La Norvège a considéré que la Fédération de Russie avait présenté les mêmes accusations que celles entendues à Genève lors de la réunion de consultation tenue au titre de l’article V de la CIABT et que, dans les deux cas, elle ne présentait pas d’arguments mais se contentait d’assertions.  La Russie doit cesser de nous soumettre des requêtes totalement infondées et non étayées, a lancé la représentante, qui a estimé que la coopération entre les États-Unis et l’Ukraine entrait dans le cadre de la coopération internationale légitime et pacifique autorisée et encouragée par la Convention.  Pour la Norvège, il est essentiel de protéger le mécanisme de vérification existant et de ne surtout pas offrir la possibilité d’exercer un droit de veto sur ce sujet aux membres du Conseil de sécurité. 

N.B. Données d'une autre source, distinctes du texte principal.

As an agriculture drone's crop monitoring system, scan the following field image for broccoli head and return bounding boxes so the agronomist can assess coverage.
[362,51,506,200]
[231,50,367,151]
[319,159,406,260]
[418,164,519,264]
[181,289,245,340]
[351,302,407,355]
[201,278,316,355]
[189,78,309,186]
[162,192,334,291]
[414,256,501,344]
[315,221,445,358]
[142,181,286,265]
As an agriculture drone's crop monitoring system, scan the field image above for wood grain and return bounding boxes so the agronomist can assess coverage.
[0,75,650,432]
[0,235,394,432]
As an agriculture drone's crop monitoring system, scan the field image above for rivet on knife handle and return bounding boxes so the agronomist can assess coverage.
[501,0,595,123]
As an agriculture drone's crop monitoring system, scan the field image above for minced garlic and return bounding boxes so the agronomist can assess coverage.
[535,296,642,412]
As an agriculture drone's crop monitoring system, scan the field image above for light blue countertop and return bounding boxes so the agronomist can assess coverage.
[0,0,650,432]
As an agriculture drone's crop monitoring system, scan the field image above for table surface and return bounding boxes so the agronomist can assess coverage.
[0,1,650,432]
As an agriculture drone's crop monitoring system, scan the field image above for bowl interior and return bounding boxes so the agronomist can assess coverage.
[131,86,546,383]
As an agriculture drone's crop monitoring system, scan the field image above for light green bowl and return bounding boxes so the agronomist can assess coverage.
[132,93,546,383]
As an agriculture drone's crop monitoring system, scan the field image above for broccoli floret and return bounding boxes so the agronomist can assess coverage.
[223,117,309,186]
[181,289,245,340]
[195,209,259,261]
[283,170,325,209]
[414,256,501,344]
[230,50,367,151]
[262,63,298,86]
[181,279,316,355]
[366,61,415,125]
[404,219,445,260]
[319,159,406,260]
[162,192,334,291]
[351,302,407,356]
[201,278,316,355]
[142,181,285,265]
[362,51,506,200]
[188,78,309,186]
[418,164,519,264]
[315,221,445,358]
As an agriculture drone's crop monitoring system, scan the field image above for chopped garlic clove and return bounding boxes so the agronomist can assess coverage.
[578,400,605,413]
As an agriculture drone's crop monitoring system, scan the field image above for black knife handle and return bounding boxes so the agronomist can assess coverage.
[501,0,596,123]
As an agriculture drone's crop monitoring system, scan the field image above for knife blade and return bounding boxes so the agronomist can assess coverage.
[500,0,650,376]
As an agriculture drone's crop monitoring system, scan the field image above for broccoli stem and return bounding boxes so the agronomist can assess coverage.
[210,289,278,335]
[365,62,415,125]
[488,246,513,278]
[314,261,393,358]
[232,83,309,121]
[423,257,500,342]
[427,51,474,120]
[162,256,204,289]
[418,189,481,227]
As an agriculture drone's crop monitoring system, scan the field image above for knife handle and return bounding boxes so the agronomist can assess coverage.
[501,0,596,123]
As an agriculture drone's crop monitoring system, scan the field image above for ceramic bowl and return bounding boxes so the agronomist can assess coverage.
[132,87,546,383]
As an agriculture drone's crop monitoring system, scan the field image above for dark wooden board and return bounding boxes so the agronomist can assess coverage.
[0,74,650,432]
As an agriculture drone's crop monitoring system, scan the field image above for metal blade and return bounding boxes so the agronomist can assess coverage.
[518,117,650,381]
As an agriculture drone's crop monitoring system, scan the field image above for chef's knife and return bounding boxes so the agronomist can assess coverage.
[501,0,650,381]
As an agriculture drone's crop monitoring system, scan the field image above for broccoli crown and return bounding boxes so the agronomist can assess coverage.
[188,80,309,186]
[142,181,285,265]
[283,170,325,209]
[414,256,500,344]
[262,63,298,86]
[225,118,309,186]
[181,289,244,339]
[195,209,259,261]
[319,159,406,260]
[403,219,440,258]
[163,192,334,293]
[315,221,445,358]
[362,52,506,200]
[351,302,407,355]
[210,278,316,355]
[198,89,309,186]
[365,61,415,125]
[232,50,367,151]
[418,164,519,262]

Les Émirats arabes unis ont expliqué leur abstention par le fait que l’article VI de la CIABT n’ayant encore jamais été utilisé jusqu’à ce jour, les États membres devraient faire preuve de prudence avant de l’invoquer, en s’entendant d’abord sur les éléments justifiant d’y recourir, ce qui n’a pas été le cas.  Le Ghana a lui aussi estimé qu’il faudrait d’abord que la Fédération de Russie présente des preuves prima facie de violation de la Convention. 

Le Brésil a rappelé que la question avait déjà fait l’objet d’un débat il y a quelques jours au Conseil.  Pour ce pays, les conditions d’ouverture d’une enquête au titre de l’article VI de la Convention ne sont pas réunies et il vaudrait mieux tenir des discussions sur la mise en place d’un mécanisme de vérification permettant la pleine mise en œuvre de la Convention.  Dans le même sens, l’Inde a estimé que la CIABT devrait, comme d’autres instruments juridiquement contraignants, disposer d’un mécanisme de vérification propre, tant la question des armes biologiques est d’une importance majeure pour la communauté internationale. 

Le Kenya a rappelé son engagement à l’égard de la Convention et rejeté toute tentative qui pourrait la mettre à mal.  Il a rappelé que la pandémie de COVID-19 avait démontré le caractère essentiel de la coopération internationale, notamment en matière de recherche de technologie biologique.  Tout ce qui pourrait nuire à la santé publique doit être condamné.  Il a certes souhaité des enquêtes indépendantes et impartiales, mais à condition qu’on puisse en toute confiance contacter le Secrétariat de façon indépendante et impartiale, et c’est pourquoi il s’est abstenu.